ICS503 Final - Midterm-Style Mock Questions
Questions rewritten to match the doctor's midterm wording style: long scenario, fixed constraints, experiment reference, and rationale-based grading.
What Makes A Question Doctor-Style?
| Doctor-style feature | How it appears |
|---|---|
| Experiment reference | "Consider the set of runs you conducted..." or "based on your mini-project observations..." |
| Constraint | "Assume the same number of evaluations/time..." or "fitness can be executed only a limited number of times..." |
| Behavior, not formula only | "Discuss the impact on behavior" and "justify" are more important than naming the parameter. |
| Design components | Objective, representation, locality, operator, and why. |
| Answer must use rationale | He can accept different choices if the reasoning is consistent with exploration/exploitation and HW observations. |
Most Likely 10-Point First Questions
VERY LIKELY10 ptsMIDTERM STYLE Q1-A
Consider the set of plots you generated in the mini-projects for the Bin Packing problem. Assume that the plots provided below represent the Current Best (CB) behavior of different metaheuristic techniques applied under comparable evaluation budgets. For each plot, analyze the algorithm's behavior in terms of exploration and exploitation. Indicate whether similar behavior was observed in your mini-projects, and if so, specify which techniques exhibited this behavior. In your answer, also discuss which of the plots may indicate the use of elitism or a best-so-far memory, and which plot cannot represent a Best-So-Far plot for a minimization problem.
Hint: you need to base your answer on the behavior of CB and BSF across the runs, not on the final numerical result only.
Expected answer direction
- BSF cannot increase in minimization.
- Smooth decrease: exploitation/local refinement, HC/DE preserved-best style.
- Stepwise decrease: exploit a region, then move to a better one; balanced behavior.
- Irregular current-best movement: exploration/no strict elitism/current can worsen, e.g. PSO current or SA-like behavior.
- Fast drop then plateau: premature convergence/too much exploitation.
- Elitism/memory: GA elitism, DE greedy replacement, PSO global/personal best, ACS best-so-far pheromone.
VERY LIKELY10 ptsMIDTERM STYLE Q1-B
Consider the experiments you conducted using DE and PSO for the Bin Packing problem. Assume that in one set of runs the Current Best and Best-So-Far curves are almost identical, while in another set of runs the Current Best curve oscillates and stays above the Best-So-Far curve for many iterations. Explain which behavior is more expected from DE and which is more expected from PSO. Justify your answer based on the mechanisms of the two algorithms and the representation you used for the Bin Packing problem.

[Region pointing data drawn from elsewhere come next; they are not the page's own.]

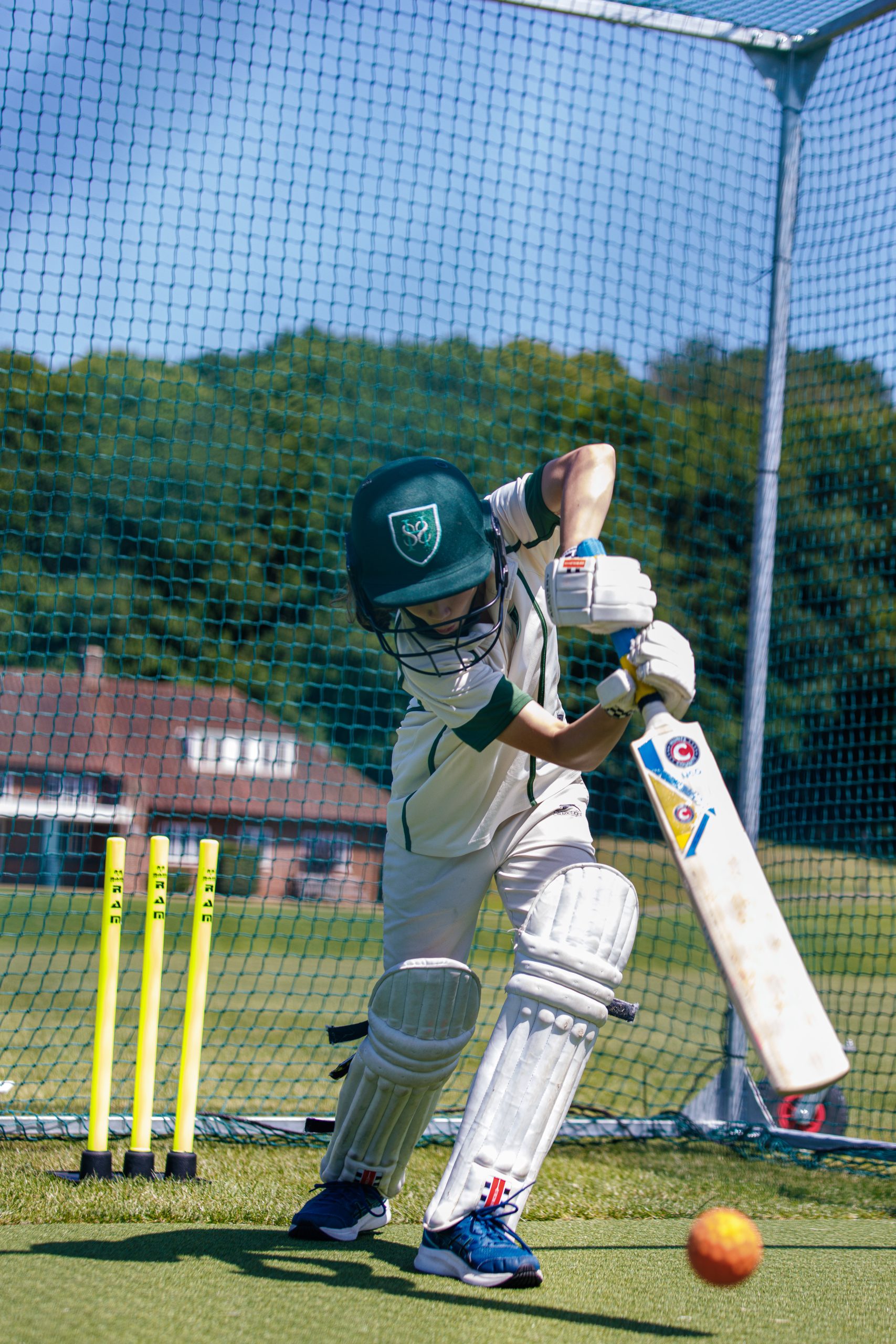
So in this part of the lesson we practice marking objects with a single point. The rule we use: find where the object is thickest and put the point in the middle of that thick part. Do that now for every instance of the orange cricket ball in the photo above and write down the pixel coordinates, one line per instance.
(724, 1246)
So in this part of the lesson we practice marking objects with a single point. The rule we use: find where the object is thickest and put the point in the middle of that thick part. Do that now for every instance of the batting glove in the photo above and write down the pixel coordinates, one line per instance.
(601, 593)
(662, 659)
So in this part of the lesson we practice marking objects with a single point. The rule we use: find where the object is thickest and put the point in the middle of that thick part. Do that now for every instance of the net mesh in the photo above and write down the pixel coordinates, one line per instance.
(253, 253)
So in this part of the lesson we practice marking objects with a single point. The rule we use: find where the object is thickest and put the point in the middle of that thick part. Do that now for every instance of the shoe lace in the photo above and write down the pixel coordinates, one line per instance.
(492, 1220)
(367, 1195)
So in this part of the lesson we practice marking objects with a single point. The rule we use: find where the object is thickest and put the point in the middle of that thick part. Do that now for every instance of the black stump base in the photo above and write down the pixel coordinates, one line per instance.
(96, 1163)
(140, 1164)
(93, 1163)
(181, 1167)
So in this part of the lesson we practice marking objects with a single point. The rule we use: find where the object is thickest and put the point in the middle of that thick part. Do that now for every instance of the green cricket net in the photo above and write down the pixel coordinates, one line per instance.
(253, 250)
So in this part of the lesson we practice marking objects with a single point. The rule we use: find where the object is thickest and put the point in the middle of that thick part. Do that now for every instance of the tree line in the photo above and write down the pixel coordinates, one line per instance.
(190, 519)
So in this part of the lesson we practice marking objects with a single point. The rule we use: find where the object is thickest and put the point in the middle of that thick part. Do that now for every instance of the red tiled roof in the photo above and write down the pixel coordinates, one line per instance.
(135, 730)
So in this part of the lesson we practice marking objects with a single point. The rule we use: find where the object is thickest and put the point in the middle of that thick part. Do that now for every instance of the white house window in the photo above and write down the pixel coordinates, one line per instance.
(214, 752)
(70, 785)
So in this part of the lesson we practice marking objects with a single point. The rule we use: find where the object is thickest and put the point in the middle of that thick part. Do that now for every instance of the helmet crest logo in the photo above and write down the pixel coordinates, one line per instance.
(417, 533)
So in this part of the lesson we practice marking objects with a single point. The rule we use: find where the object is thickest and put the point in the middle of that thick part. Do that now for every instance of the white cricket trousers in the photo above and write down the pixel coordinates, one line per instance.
(430, 906)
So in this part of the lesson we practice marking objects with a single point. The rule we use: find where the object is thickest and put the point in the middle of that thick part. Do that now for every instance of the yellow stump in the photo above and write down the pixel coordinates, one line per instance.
(107, 991)
(139, 1160)
(196, 980)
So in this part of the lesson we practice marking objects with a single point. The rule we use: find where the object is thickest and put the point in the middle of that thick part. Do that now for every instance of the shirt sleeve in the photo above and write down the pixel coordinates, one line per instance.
(523, 517)
(476, 705)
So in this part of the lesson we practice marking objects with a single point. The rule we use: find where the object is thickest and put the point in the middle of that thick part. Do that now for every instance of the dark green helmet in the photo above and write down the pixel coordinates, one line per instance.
(418, 533)
(421, 533)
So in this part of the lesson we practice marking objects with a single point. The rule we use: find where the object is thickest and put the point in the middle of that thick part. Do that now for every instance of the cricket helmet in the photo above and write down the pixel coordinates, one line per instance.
(419, 533)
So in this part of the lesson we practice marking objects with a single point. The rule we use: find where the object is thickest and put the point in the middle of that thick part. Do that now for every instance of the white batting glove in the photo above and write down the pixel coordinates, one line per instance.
(601, 593)
(662, 659)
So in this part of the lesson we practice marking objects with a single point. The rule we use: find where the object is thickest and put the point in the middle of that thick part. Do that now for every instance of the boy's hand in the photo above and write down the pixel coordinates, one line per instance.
(601, 593)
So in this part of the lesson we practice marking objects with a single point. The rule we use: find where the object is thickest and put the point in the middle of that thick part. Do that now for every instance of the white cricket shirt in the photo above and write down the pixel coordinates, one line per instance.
(453, 783)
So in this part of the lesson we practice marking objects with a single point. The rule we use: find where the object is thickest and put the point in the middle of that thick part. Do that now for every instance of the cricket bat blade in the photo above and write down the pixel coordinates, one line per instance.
(757, 954)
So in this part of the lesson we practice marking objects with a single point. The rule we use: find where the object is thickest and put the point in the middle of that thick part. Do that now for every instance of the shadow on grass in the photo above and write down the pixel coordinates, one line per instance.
(680, 1246)
(269, 1254)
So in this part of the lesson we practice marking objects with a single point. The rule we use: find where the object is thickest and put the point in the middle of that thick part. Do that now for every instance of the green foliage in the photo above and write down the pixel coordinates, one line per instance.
(190, 519)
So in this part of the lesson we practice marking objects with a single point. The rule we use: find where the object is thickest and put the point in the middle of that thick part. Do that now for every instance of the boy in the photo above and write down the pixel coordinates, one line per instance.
(487, 786)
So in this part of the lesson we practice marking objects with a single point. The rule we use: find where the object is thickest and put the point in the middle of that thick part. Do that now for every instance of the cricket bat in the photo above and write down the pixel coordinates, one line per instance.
(745, 928)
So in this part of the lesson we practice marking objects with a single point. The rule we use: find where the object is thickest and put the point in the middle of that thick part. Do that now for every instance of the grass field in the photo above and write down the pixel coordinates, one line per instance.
(150, 1263)
(281, 972)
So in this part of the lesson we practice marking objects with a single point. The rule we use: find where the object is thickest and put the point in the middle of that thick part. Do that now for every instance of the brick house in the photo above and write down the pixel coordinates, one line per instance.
(85, 756)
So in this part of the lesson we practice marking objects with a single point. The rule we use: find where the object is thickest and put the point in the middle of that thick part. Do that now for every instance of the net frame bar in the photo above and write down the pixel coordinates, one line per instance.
(787, 64)
(714, 30)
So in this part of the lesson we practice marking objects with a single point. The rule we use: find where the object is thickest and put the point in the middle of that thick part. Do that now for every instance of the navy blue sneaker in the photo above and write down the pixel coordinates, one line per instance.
(340, 1211)
(483, 1251)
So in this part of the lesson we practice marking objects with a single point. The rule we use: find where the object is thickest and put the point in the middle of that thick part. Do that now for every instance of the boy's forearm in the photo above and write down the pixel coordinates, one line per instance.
(577, 747)
(579, 488)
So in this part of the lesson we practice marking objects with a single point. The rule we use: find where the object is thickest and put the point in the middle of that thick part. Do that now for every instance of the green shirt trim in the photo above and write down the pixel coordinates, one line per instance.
(492, 719)
(543, 521)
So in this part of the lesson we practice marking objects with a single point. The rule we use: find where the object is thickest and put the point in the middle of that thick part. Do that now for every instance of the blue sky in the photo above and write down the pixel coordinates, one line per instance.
(184, 175)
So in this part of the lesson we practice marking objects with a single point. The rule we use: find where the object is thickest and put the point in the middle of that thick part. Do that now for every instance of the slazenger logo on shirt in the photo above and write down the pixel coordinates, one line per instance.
(417, 533)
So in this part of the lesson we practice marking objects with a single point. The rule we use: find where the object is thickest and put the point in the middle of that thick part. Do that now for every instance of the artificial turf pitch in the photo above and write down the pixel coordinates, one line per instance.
(606, 1281)
(157, 1261)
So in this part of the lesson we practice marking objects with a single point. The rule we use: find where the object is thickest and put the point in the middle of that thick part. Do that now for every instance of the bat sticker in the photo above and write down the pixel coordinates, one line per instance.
(683, 808)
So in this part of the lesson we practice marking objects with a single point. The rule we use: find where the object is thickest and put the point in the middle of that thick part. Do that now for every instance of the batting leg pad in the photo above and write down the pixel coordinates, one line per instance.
(422, 1015)
(570, 958)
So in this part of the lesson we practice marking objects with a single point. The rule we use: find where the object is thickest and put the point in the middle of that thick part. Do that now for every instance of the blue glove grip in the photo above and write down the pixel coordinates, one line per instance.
(621, 639)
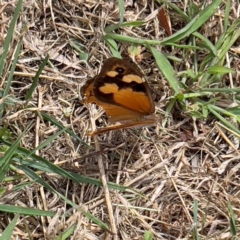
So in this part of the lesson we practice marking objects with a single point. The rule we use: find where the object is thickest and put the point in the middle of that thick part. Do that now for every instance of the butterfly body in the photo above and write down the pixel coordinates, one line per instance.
(121, 91)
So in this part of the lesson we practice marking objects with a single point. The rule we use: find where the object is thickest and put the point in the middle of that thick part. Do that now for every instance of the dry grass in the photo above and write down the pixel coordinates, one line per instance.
(166, 169)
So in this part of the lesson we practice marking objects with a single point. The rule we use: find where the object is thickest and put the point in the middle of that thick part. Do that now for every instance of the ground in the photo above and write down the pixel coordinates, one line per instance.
(177, 179)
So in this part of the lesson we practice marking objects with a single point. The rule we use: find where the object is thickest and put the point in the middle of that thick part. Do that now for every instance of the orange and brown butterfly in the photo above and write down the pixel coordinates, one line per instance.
(123, 93)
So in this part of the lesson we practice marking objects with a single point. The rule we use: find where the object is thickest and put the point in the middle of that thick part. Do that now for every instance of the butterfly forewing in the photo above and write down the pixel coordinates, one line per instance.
(122, 92)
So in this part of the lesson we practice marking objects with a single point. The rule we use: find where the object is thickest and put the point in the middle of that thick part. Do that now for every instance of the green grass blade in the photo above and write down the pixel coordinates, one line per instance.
(5, 160)
(60, 126)
(121, 10)
(214, 110)
(166, 68)
(25, 211)
(196, 22)
(7, 233)
(35, 79)
(113, 48)
(232, 220)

Hint: your answer should not focus on the exact parameter values. Focus on how the algorithm keeps or uses memory.
Expected answer direction
- DE: trial competes with parent; worse trial does not replace parent. This creates preserved-best behavior.
- PSO: particles move according to personal/informant/global memory; current positions can become worse than historical best.
- CB-BSF gap is normal in PSO because BSF is memory while CB is current state.
- Both used random-key encoding, so continuous movement is indirect for BPP permutations.
VERY LIKELY10 ptsMIDTERM STYLE Q1-C
Consider the set of runs you conducted using AS and ACS for the Bin Packing problem. Assume that ACS converges quickly and produces almost the same result in most runs, while AS shows more variation and sometimes reaches a better result on a difficult instance. Explain this observation in terms of exploration and exploitation. In your answer, discuss the role of pheromone update, greedy selection, and the effect of the instance characteristics.
Hint: do not answer by saying "ACS is always better" or "AS is always better." Your justification should depend on the problem instance.
Expected answer direction
- ACS: more exploitative, greedier transition, best-focused reinforcement, faster lock-in.
- AS: more democratic/stochastic, more exploration, can discover unusual item co-locations.
- ACS better when FFD-like greedy construction is already strong.
- AS can be better on a differentiating instance where exploration matters.
LIKELY10 ptsMIDTERM STYLE Q1-D
Consider a p-metaheuristic technique applied to the Bin Packing problem. Assume that the total number of fitness evaluations is fixed. You are allowed to choose either a small population with more generations or a large population with fewer generations. Discuss the impact of these two choices on the behavior of the metaheuristic technique. Relate your answer to the behavior you observed in GA, DE, PSO, or ACO experiments.
Hint: you are not asked for the best numerical value of the population size. Discuss exploration, exploitation, and the chance of premature convergence.
Expected answer direction
- Small population + more generations: more time to exploit/refine, but diversity may collapse.
- Large population + fewer generations: more initial diversity/exploration, but less depth of improvement.
- Best depends on landscape and representation.
- Population methods require communication/competition, not only many independent starts.
Likely 3-5 Point Short Questions
HIGH3 pts Q2-A
Give the name of the algorithm or behavior that would result in these cases; justify. Explain the impact on behavior.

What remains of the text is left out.